Interrogating Subsurface Structures using Probabilistic Tomography: an
example assessing the volume of Irish Sea basins
Abstract
The ultimate goal of a scientific investigation is usually to find
answers to specific, often low-dimensional questions: what is the size
of a subsurface body? Does a hypothesised subsurface feature exist?
Existing information is reviewed, an experiment is designed and
performed to acquire new data, and the most likely answer is estimated.

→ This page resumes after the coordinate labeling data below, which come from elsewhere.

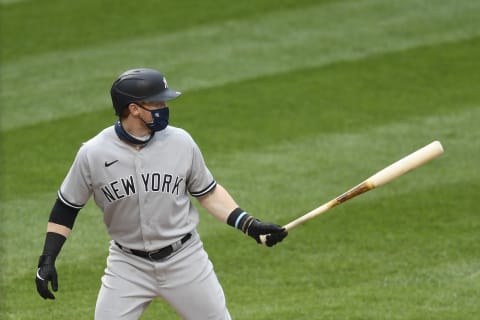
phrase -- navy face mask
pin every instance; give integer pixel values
(159, 119)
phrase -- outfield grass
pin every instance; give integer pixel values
(292, 104)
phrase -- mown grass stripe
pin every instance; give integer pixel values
(305, 173)
(74, 82)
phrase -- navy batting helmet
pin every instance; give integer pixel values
(138, 85)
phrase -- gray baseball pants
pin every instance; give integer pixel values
(185, 279)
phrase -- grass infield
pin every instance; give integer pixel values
(291, 104)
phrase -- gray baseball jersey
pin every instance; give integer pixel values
(143, 192)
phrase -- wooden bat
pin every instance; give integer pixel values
(393, 171)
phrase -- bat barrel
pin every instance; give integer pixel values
(406, 164)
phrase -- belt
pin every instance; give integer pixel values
(158, 254)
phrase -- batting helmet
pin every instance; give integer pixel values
(138, 85)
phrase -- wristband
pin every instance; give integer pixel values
(53, 244)
(237, 219)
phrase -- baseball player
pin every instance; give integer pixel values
(141, 172)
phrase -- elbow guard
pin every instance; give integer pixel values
(63, 214)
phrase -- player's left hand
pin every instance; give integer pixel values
(46, 272)
(274, 233)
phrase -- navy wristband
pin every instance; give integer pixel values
(237, 218)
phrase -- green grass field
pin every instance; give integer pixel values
(292, 102)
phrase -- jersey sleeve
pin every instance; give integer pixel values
(76, 188)
(201, 180)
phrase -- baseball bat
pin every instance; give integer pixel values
(393, 171)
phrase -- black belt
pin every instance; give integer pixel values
(157, 254)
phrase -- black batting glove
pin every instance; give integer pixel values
(273, 232)
(46, 273)
(255, 228)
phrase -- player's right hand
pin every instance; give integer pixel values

Typically the answer is interpreted from geological and geophysical data
or models, but is biased because only one particular forward function is
considered, one inversion method is applied, and because human
interpretation is a biased process. Interrogation theory provides a
systematic way to answer specific questions by combining forward,
design, inverse and decision theories. The optimal answer is made more
robust since it balances multiple possible forward models, inverse
algorithms and model parametrizations, probabilistically. In a synthetic
test, we evaluate the area of a low-velocity anomaly by interrogating
Bayesian tomographic results. By combining the effect of four inversion
algorithms, the optimal answer is very close to the true answer, even on
a coarsely gridded parametrisation. In a field data test, we evaluate
the volume of the East Irish Sea basins using 3D shear wave speed depth
inversion results. This example shows that interrogation theory provides
a useful way to answer realistic questions about the Earth. A key
revelation is that while the majority of computation may be spent
solving inverse problem, much of the skill and effort involved in
answering questions may be spent defining and calculating those target
function values in a clear and unbiased manner.